Cutting through the jargon: IoT explained

 

IoT, smart cities, home automation, IFTTT. What on earth does it all mean? How do we make sense of it and why should it matter to us? With these questions in the forefront of the discussion, join me as I cut through the smoke and mirrors and demystify the realm of connected technologies.

IoT –  Internet of Things

Lost things IoT

In fact, having come across this article you’re already ahead of the game. The term “Internet of Things” (IoT) has passed by 90% of us, according to a recent poll carried out in the US.

A quick search on Google Trends suggests that the term only began to enter into mainstream lexicon in mid 2014 – just over a year ago – and barely surfacing at that. Yet the chances are that IoT is probably already part of your life without you even knowing it.

The the term “Internet of Things” was coined during a presentation in July 1999, when technology pioneer Kevin Ashton envisioned a new era of interconnected items, as the logical next step beyond the computer, internet and mobile phone. Let’s delve a little deeper.

What is IoT?

The bottom line, in the words of Dave Evans, co-founder of IoT startup Stringify, is that “with IoT, we can literally connect anything to anything”. ‘Things’, or objects are connected to a digital network that can measure, calculate and learn in order to help us monitor and manage our lives, thereby increasing efficiency and preventing potential problems.

Here’s a scenario: the commute home.

It’s 5:30pm and you’re released from work. From your smartphone you’ve set the laundry cycle to start at 4:30pm so that it’s done by the time you enter the door and you don’t end up with smelly, stagnating laundry. You search your pockets for you car keys, panic for a second before remembering that your key tracker will locate the keys quicker than it took to lose them. As you set off, your sat nav app notices heavy congestion on the A56 and decides the quickest alternative route home. This is connected to an app that tells the oven to preheat 10 minutes before your tyres hit the driveway. You enter into a warmed house because your smart thermostat’s ‘footprint mode’ has learnt your routine and prewarmed the downstairs accordingly.

Our lives are being swept with a wave of interconnected devices that make our lives easier. You can now do your chores on the go – or not at all. But the scope of IoT goes much further when we realise that it will impact not only the lives of homeowners but the planet as a whole.

Lost things IoT

Heat Genius is part of the Internet of Things because we connect heating systems to an app that gives you control over your heating system via mobiles, laptops or tablets, even thousands of miles from home. By reducing your home’s energy consumption, you’re also making it easier to switch our society to clean energy.

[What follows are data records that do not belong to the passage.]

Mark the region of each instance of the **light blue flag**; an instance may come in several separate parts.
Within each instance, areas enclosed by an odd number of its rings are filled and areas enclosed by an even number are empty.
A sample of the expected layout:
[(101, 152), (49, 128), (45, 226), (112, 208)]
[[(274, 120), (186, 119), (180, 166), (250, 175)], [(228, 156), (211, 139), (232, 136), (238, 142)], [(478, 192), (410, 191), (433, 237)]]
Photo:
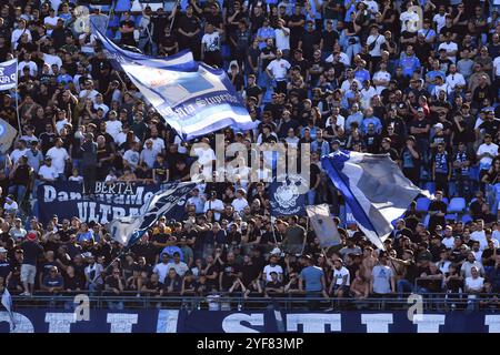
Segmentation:
[(360, 230), (384, 250), (400, 217), (419, 194), (429, 195), (408, 180), (388, 154), (339, 151), (321, 159), (331, 181), (342, 193)]
[(0, 152), (3, 154), (7, 153), (12, 145), (16, 135), (18, 135), (18, 131), (7, 121), (0, 119)]
[(182, 71), (197, 71), (198, 63), (192, 53), (188, 50), (181, 51), (169, 57), (150, 57), (132, 51), (127, 51), (114, 44), (109, 38), (102, 34), (96, 26), (91, 24), (92, 34), (101, 41), (106, 57), (111, 61), (114, 69), (120, 69), (122, 63), (134, 63), (138, 65), (148, 65), (152, 68), (170, 67)]
[(134, 62), (120, 65), (144, 99), (183, 140), (227, 126), (241, 131), (256, 128), (241, 97), (222, 69), (204, 63), (199, 64), (197, 72)]
[(18, 84), (18, 60), (0, 63), (0, 91), (14, 89)]
[(108, 225), (111, 237), (122, 245), (133, 245), (161, 216), (167, 215), (179, 203), (184, 202), (186, 195), (194, 186), (193, 182), (168, 184), (167, 190), (151, 196), (141, 209), (140, 215), (111, 221)]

IoT is data driven, and this data gives a voice not only to inanimate objects but humans and nature itself. Most smartphones come with apps that use GPS to track your levels of activity: steps taken, workouts and location. That’s IoT. Sat navs: IoT. We can use the Internet of Things to control the quality of water, the supply chain, to monitor a baby’s breathing, optimise irrigation in golf courses, detect intruders and notify the police, detect gone off milk and order more.

 

IoT to detect old milk? Whatever happened to using your nose?

I’ll give you that. Just like ‘Hair in a Can’ or Smellyvision,  there are some inventions that should be nipped in the bud before they become an embarrassment. However, there’s a real chance that IoT could enable us to do a complete 180 and address some issues that, by their very nature, require a whole rethinking of the future.

Farming IoT Agriculture

What’s the future of IoT?

As the world tries to respond to the challenges of an increasingly unstable climate, IoT presents multiple solutions to the agriculture and food industry. For example, farmers and gardeners in dry regions can connect moisture sensors in the soil to their sprinkler system, controlling water usage and monitoring how much water they’ve saved.
IoT is still in a state of radical experimentation. And this will continue as long as radical technologies continue to be developed that respond to modern day challenges, and we envision ways of tightening efficiencies between humans, the products we consume and the services that enable that. There is no doubt that IoT will change the face of the future.